The app is based on South African guidelines for adults, children and pregnant people. Again, I don’t know the difference by country, but WHO staging of HIV is universal, along with BMI and Creatinine Clearance calculators. There is a good option to check drug interactions and eligibility for ART. Detailed information about the 1st and 2nd lines of ART failure is also provided.

inPractice HIV

The app requires registration on the non-mobile version of the website, but only a one-time login. It contains an extensive collection of guidelines for all occasions, or rather their titles. The full articles can be viewed online. There is a database of drugs which can also be accessed only via the internet. Overall, it is a good resource for professionals if there is an internet connection.

The Best HIV meds apps

Liverpool HIV iChart

This awesome app shows interactions between HIV and other meds. I selected four drugs (two HIV medications, an antidepressant, and an antibiotic) and received a colorful summary of each interaction. The results are color-coded: Green (no interaction), Yellow (potential interaction), Red (do not combine), and Grey (no data). The app can be used off-line but requires periodic updates.
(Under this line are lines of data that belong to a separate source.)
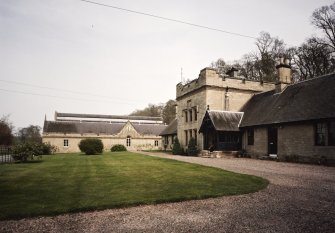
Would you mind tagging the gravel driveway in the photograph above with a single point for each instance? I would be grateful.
(300, 198)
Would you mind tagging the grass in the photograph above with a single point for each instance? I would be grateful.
(73, 182)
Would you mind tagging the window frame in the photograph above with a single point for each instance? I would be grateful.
(128, 141)
(318, 128)
(66, 143)
(250, 136)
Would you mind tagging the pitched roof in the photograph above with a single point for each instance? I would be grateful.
(171, 129)
(222, 120)
(149, 128)
(98, 127)
(307, 100)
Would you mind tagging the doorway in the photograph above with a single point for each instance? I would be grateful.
(272, 140)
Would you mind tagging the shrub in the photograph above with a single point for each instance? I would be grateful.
(118, 147)
(177, 149)
(91, 146)
(192, 148)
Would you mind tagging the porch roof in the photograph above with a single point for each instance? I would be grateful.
(222, 120)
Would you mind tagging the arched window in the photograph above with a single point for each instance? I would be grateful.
(128, 140)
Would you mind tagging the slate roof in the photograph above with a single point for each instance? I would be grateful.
(223, 120)
(171, 129)
(99, 116)
(308, 100)
(98, 127)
AIDSinfo Drug Database (NIH)

Another great app from NIH with bookmarks, notes and alarm options. The drugs are displayed in their actual forms (color, shape, imprint, etc.) or as a chemical structural formula. The FDA* status (approved or investigational) is also provided. For the approved drugs, the FDA labels and patient drug information are shown. For the drugs under investigation, the FDA label is replaced with the “information for professionals”. The app is available in English and Spanish. Unfortunately, there is no option to check drug interactions.